A summary of the very brief transcript of 7 pages shows the following: Two boys were before the court, Andrews, 16, and Patterson, 17. A third, and older boy, Joe Washington, was not present. He had been brought before the criminal court and had pleaded guilty. At the outset of the hearing, the probation officer was sworn. The judge identified the parties present and asked: ‘Now, you both understand the nature of this proceeding, I presume, do you? This is a burglary charge here against both boys.’ Mrs. Patterson answered, ‘Yes.’ Mrs. Andrews said nothing. The boys said nothing. The probation officer was asked to read the petition. He actually read only the brief paragraph thereof charging a house entry with intent to commit theft. He then volunteered: ‘Your Honor, both minors admit the allegation and report that on or about November 11th they conspired with one Joe Washington, aged 19 * * *.’ He went on to give a brief account of the manner in which the offense had been committed, stated the prior record of offenses with which the boys had been charged, their school records and family relationships. (The statement was actually a sketchy summary of a small portion of the long probation report. Nothing in the record indicates that a copy of this report was ever furnished the minors or their parents.)

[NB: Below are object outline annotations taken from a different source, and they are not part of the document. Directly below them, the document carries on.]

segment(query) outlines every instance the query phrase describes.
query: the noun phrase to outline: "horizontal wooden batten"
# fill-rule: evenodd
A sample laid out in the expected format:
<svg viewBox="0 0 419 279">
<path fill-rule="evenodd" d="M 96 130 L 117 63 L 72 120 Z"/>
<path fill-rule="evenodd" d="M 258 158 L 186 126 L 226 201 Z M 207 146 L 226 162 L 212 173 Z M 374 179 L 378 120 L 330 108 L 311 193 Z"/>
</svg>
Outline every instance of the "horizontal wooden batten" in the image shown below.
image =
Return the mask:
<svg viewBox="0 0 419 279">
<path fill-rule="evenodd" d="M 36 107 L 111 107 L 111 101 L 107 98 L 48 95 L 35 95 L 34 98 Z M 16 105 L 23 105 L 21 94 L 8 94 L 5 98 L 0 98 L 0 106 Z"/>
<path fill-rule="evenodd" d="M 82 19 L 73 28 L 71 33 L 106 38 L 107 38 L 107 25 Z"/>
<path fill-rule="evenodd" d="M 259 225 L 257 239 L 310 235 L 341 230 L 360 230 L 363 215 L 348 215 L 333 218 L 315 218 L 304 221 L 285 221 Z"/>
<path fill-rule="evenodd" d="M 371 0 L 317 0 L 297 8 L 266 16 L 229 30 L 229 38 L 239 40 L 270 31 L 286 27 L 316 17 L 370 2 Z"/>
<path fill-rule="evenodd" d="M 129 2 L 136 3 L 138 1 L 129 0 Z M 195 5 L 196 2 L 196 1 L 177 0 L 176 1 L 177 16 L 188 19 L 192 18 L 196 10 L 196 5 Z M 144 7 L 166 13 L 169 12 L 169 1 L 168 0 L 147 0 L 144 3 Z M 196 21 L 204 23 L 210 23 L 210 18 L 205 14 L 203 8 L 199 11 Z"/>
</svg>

Following the probation officer's statement the court said: ‘Is that about it, boys, as far as this burglary is concerned?’ Doneral Patterson answered, ‘Yes.’ The Andrews boy remained silent. Doneral then made the following unintelligible statement in reply to a court question rgarding intended disposition of the stolen property: ‘He said his girl needed a radio.’ (Who ‘He’ was is not disclosed.) Mrs. Andrews then volunteered: ‘My boy told me he was helping them move somebody.’

After a further question by the court Andrews stated: ‘I had a radio and picture and I was just keeping that. It wasn't mine. It was Joe Washington's. I was keeping it for him and I didn't know—Well, I knowed it was stolen, see, but I didn't figure—well, I figured like this, he got it, I say I keep it for him, he probably come back and get it.’

The court, having received this englightening information and having ascertained that Joe Washington was an older boy, asked whether it was Washington who had gotten them ‘into this.’

Andrews' ambiguous answer denied that he and Doneral had participated in the first night's burglary, but admitted the following: ‘[A]nd the next morning we all of us went over there and started loading again and then Joe kept taking other kids back over there, I don't know who all, and got other items.’

Nothing else appears in the transcript regarding the charged offense. The judge's single question inquiring into the possible domination of the older boy over Andrews and Patterson was not pursued. It was brought out that Patterson, unmarried, was the father of a child; that he had been a ward of the Fresno Juvenile Court for auto theft and had been released.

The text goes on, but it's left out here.